Mitotic indices were normal in both studies. In the first study, the only aberrations observed were 3 % breaks in the negative controls and 2 % breaks in the high dose level. These were within normal limits. The substance was found to be negative in the in vivo mammalian bone marrow chromosomal aberration test

In a dominant lethal assay, performed similar to OECD-guideline 478, 10 male rats were treated with Similar Substance 01 by gavage at concentrations of 50, 500 and 5000 mg/kg bw, singly or on 5 consecutive days. Saline was used as vehicle control and triethylenmelamine (0.3 mg/kg bw, applied by intraperitoneal injection) as positive control. Both yielded the expected results. Dominant lethal effects were not observed.

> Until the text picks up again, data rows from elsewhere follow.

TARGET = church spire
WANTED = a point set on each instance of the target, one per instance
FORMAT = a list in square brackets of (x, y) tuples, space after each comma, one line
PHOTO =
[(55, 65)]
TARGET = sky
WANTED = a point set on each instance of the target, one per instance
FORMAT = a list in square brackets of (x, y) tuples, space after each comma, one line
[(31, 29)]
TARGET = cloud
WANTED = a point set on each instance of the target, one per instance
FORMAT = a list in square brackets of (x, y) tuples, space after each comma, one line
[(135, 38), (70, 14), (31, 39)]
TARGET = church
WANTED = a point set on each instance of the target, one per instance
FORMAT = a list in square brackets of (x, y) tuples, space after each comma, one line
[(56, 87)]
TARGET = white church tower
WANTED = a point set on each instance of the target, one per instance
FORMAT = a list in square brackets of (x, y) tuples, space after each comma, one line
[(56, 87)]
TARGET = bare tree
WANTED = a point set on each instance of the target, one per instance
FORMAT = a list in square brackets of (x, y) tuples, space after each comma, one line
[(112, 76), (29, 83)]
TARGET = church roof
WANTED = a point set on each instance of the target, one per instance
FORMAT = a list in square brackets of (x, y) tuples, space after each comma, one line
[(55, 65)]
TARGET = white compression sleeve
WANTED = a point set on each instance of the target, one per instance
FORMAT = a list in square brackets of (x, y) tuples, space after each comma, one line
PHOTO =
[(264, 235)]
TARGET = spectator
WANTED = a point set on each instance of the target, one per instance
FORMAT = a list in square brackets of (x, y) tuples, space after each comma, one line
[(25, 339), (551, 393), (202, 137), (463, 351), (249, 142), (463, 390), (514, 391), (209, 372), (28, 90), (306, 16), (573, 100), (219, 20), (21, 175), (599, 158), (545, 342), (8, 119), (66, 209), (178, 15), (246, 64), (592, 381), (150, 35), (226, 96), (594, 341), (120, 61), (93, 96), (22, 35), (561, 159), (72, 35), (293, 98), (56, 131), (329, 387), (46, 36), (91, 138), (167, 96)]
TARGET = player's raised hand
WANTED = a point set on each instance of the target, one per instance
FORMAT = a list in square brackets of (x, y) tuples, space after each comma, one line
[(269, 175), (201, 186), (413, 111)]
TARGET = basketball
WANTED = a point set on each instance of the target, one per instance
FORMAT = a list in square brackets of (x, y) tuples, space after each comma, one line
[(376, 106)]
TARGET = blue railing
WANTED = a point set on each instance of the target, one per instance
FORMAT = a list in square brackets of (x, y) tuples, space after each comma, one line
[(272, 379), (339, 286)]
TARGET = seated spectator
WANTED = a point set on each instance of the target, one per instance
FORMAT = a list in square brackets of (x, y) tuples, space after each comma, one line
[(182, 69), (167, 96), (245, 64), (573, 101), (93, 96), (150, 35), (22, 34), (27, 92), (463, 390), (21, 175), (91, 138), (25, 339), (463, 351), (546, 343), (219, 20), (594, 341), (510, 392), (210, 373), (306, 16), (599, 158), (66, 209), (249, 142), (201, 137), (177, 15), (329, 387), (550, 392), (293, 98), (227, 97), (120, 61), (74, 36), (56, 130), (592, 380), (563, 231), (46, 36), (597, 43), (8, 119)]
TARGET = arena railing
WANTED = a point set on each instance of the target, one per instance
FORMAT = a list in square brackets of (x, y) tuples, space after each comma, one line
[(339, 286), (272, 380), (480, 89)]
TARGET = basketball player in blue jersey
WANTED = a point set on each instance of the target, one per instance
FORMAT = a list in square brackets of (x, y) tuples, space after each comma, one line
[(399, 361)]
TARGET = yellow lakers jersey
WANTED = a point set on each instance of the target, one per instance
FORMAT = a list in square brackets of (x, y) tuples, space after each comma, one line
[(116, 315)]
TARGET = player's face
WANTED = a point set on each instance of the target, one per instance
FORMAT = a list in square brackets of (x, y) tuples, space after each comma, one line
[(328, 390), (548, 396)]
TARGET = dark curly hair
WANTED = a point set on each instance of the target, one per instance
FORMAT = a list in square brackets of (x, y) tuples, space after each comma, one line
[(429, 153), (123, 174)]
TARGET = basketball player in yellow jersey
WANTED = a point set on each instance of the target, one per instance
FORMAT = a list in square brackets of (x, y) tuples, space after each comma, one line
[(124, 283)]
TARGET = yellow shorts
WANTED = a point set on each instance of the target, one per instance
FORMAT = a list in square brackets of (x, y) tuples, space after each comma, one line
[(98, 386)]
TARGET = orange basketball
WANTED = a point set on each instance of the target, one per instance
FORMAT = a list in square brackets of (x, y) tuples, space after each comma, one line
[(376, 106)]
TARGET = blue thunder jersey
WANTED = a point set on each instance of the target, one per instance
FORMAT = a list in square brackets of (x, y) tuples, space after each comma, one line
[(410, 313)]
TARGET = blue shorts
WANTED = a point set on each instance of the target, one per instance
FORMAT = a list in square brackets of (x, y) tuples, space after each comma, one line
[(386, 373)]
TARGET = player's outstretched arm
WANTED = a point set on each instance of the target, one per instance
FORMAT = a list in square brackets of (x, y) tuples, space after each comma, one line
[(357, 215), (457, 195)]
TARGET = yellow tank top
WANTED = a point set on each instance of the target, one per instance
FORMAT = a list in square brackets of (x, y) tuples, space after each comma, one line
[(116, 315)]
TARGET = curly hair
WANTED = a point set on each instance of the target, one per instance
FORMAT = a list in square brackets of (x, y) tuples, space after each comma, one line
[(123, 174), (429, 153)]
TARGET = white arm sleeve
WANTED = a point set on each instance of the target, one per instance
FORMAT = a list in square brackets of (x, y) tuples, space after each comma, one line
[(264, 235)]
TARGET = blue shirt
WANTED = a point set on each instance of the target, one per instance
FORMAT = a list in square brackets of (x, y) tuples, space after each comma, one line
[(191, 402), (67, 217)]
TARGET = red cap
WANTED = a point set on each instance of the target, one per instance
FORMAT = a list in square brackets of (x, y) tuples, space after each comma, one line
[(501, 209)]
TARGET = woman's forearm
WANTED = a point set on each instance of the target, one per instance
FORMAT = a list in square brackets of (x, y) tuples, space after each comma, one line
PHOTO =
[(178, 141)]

Justification for classification or non-classification

The available experimental test data is used for the assessment of the classification of the substance.

The substance is found to be negative both with and without metabolic activation in the in vitro studies and also negative in the in vitro and in vivo studies performed.

The available experimental test data is reliable and suitable for classification purposes. On the basis of the experimental results, the substance is not classified for genotoxicity under the CLP Regulation (EC) No. 1272/2008.